The Ballet Story Part III – Interview with Karl Reinisch

P-91_bearbeitet-1

© EMMA 2016

Q: When did you start thinking about the time after being dancer? Was there something other than classical dance you were interested in?

A: Oh yes, there were always many things. When I was dancer at the State Opera in Munich, Bavaria, I always wanted to know more about the musculoskeletal system and decided to study anatomy. A very clever professor advised me to study physiotherapy what was fascinating and became a good basis for my later work as ballet teacher. I have been training for many years with professional dancers, with ballet pedagogues and always with children and hobby dancers, something I love most. They do it only for the sake of ballet, without the stress professional dancers have and must have. – The most important message: you can always start doing ballet as long as you can go. There are of course individual limits of the musculoskeletal system to accept. But there are no physical limits (except you are sportively overexerting) to train beauty and harmony when walking and dancing.

P-121_bearbeitet-1

© EMMA 2016

Q: In what way is ballet different from other sports?

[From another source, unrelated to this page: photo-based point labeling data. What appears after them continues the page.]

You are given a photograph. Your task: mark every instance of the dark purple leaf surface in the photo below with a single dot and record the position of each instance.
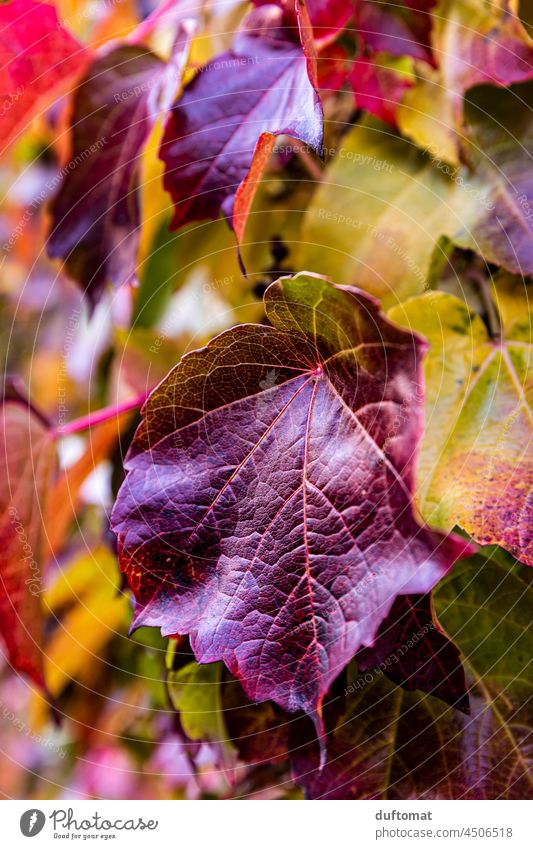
(267, 507)
(259, 88)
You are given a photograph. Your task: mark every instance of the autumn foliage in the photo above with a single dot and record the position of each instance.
(266, 501)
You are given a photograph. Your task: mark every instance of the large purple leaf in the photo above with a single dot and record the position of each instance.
(267, 510)
(96, 221)
(396, 745)
(223, 125)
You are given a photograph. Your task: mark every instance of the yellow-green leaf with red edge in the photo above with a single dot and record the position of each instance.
(476, 460)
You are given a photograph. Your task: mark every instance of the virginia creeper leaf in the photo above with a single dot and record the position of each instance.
(27, 458)
(195, 692)
(396, 745)
(475, 467)
(500, 134)
(479, 42)
(327, 16)
(380, 211)
(267, 507)
(96, 216)
(378, 87)
(221, 131)
(399, 29)
(475, 42)
(38, 60)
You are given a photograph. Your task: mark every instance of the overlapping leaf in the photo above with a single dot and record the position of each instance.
(267, 506)
(221, 131)
(377, 218)
(395, 745)
(27, 456)
(474, 42)
(476, 466)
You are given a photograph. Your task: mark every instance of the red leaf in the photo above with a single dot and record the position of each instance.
(38, 60)
(218, 134)
(393, 29)
(412, 650)
(327, 16)
(27, 457)
(377, 88)
(267, 509)
(96, 221)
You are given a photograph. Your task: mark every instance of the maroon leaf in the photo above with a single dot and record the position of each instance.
(412, 650)
(397, 745)
(220, 132)
(27, 458)
(267, 509)
(38, 60)
(96, 219)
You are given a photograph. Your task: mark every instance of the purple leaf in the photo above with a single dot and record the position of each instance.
(267, 510)
(222, 126)
(96, 220)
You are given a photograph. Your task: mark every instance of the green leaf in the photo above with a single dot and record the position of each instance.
(195, 692)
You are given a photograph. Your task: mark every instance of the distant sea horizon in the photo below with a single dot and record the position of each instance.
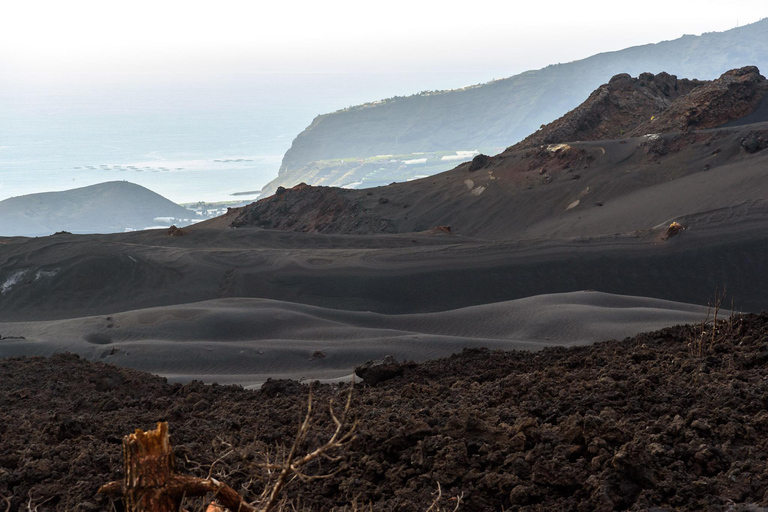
(189, 141)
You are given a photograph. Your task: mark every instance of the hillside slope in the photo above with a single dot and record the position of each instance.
(632, 107)
(499, 113)
(110, 207)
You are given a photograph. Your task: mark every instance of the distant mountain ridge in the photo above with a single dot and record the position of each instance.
(502, 112)
(110, 207)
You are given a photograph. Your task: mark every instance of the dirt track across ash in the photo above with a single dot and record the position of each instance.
(639, 424)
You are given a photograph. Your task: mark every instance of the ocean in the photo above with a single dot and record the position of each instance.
(187, 138)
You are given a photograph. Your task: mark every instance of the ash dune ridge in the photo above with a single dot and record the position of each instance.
(499, 253)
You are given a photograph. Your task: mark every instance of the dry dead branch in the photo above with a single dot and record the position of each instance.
(152, 485)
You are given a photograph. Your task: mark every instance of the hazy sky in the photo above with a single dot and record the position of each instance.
(168, 37)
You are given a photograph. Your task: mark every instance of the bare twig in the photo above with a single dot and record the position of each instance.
(291, 466)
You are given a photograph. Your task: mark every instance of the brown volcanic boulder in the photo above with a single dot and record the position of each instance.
(630, 107)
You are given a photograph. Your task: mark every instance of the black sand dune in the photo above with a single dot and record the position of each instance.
(245, 341)
(575, 190)
(515, 232)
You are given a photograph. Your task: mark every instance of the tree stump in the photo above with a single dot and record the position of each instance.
(151, 483)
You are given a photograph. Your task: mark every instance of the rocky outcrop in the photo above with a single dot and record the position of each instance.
(311, 210)
(492, 116)
(630, 107)
(614, 110)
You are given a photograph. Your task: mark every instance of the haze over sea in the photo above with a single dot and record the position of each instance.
(194, 139)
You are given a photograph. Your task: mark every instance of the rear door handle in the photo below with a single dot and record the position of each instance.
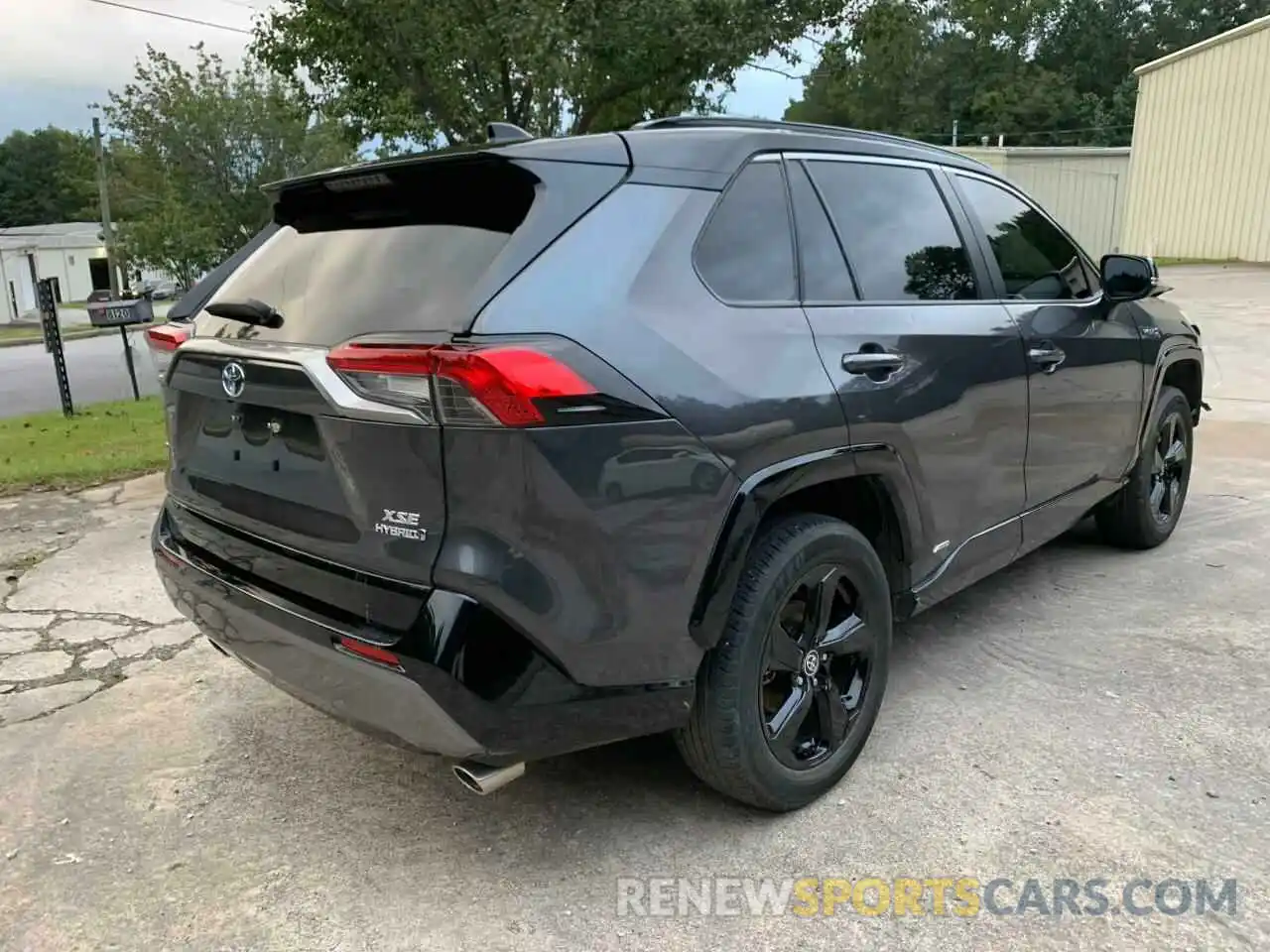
(871, 363)
(1048, 358)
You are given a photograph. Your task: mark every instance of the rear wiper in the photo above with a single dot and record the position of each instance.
(249, 311)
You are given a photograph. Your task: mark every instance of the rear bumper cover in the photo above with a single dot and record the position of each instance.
(423, 708)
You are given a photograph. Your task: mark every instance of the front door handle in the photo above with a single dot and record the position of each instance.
(1047, 357)
(874, 363)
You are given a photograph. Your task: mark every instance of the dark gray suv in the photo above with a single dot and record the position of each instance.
(507, 452)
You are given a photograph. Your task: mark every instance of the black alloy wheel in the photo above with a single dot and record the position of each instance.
(816, 669)
(1169, 470)
(788, 697)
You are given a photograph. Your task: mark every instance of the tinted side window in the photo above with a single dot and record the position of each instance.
(1037, 261)
(899, 236)
(825, 270)
(747, 250)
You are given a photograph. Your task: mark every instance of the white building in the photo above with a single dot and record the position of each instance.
(71, 253)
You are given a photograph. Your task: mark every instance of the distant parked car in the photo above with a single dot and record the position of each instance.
(163, 290)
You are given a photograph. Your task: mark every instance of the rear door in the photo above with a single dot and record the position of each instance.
(1083, 358)
(268, 439)
(921, 362)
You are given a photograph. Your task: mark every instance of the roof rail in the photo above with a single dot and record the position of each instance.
(506, 132)
(781, 125)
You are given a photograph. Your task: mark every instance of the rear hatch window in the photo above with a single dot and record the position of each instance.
(416, 246)
(268, 471)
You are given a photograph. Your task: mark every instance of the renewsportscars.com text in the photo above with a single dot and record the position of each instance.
(942, 895)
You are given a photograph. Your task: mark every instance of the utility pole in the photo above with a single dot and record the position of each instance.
(107, 230)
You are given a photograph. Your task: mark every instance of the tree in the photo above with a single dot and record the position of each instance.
(46, 177)
(190, 150)
(403, 68)
(1038, 71)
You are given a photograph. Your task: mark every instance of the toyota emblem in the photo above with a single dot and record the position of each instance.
(232, 379)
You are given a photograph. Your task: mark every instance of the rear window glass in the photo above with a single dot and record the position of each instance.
(746, 253)
(412, 254)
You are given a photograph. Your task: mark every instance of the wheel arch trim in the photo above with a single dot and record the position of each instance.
(767, 486)
(1170, 356)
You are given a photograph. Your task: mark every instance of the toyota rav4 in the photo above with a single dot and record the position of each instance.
(506, 452)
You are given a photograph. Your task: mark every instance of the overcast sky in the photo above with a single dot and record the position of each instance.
(58, 56)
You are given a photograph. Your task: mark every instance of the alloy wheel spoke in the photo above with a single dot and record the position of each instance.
(832, 715)
(784, 726)
(783, 652)
(848, 635)
(1176, 454)
(1175, 489)
(820, 604)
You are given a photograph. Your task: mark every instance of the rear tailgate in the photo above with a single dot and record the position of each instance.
(270, 445)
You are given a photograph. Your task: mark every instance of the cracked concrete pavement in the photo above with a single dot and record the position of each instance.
(1084, 714)
(73, 619)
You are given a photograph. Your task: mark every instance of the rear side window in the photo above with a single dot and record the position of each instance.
(898, 234)
(412, 248)
(746, 253)
(825, 270)
(1037, 261)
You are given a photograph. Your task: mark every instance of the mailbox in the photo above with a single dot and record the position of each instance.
(121, 313)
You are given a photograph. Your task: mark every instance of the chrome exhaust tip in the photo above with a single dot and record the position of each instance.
(481, 779)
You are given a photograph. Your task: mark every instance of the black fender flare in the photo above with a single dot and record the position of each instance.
(765, 488)
(1171, 352)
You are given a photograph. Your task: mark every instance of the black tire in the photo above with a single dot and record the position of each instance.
(726, 740)
(1144, 512)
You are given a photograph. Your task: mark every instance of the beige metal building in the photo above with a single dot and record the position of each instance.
(1084, 189)
(1201, 166)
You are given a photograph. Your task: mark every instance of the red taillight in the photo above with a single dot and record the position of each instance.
(163, 341)
(472, 385)
(167, 336)
(371, 653)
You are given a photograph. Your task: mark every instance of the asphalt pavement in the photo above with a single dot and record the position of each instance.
(94, 366)
(1086, 715)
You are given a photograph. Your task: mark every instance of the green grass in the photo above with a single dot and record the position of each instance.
(102, 442)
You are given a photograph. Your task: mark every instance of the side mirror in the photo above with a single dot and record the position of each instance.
(1127, 277)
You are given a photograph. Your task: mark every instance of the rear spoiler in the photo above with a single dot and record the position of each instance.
(193, 299)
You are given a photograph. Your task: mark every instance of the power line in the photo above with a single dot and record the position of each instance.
(173, 17)
(244, 4)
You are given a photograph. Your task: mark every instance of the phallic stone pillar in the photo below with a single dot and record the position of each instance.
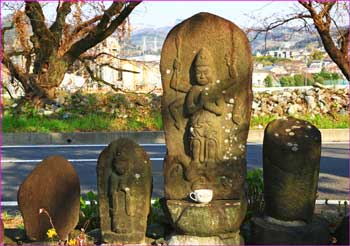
(206, 70)
(291, 164)
(124, 181)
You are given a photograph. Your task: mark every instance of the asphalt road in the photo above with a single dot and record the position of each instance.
(17, 162)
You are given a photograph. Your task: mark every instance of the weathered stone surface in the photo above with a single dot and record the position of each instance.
(215, 218)
(225, 239)
(1, 231)
(206, 70)
(300, 101)
(291, 164)
(342, 232)
(53, 185)
(124, 181)
(265, 232)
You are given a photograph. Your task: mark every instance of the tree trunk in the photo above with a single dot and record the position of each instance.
(42, 87)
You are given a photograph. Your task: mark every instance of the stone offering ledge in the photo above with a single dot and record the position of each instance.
(155, 137)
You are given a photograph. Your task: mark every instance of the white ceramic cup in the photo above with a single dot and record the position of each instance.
(202, 195)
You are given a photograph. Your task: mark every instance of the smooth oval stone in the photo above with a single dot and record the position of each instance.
(54, 186)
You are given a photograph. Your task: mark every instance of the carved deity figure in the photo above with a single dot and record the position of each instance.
(206, 70)
(119, 195)
(124, 190)
(204, 104)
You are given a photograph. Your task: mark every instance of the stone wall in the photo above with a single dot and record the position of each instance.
(301, 101)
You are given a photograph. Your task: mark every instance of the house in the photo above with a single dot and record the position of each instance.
(259, 76)
(315, 67)
(281, 53)
(277, 70)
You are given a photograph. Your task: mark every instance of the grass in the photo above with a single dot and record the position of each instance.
(42, 124)
(135, 122)
(320, 121)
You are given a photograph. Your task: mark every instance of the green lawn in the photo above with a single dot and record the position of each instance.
(136, 122)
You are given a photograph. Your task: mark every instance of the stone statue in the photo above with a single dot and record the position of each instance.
(291, 164)
(206, 70)
(124, 190)
(206, 107)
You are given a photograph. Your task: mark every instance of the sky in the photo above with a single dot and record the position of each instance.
(165, 13)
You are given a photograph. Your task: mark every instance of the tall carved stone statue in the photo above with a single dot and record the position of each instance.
(206, 70)
(124, 190)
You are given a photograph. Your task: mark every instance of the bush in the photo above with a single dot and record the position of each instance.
(89, 216)
(255, 192)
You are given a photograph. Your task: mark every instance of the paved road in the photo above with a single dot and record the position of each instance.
(17, 162)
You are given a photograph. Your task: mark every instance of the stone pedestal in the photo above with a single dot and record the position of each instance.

A: Ballet is something holistic. It includes mind, spirit and body. Sport deals with the body, in the majority of cases only with some parts of the body. Exercising ballet you get the maximum profit. Sport means most of the time strength and endurance training what there is also when doing ballet. Beyond that you train coordination, beauty and harmony in your movement. And there is no stress to do it right and no stress that you must be better than anyone. Everybody does her or his best.

P-123_bearbeitet-1

© EMMA 2016

Q: At last, you will certainly guess what I am going to ask – do you have another example from somebody who started doing ballet at a certain (advanced) age?

A: Of course, there are still many! There was an elderly lady coming very often in the afternoon to buy things for her granddaughter in the ballet boutique next to my ballet school. One day she called me asking if it was possible to come at 7 pm. When she arrived there were other ladies of her age, none of them buying something in the boutique but passing by, one after the other, much to her surprise. She asked me where they were going. When I told her that they attended a ballet class for grown ups she was amazed. A childhood dream was near to come true! She still had retired and had now time enough. She totally had forgotten to buy things for her granddaughter but bought an equipment for herself and … was in the ballet school at the barre the very next evening! By the way, she is meantime about 70 years old and is still training there, for nearly ten years.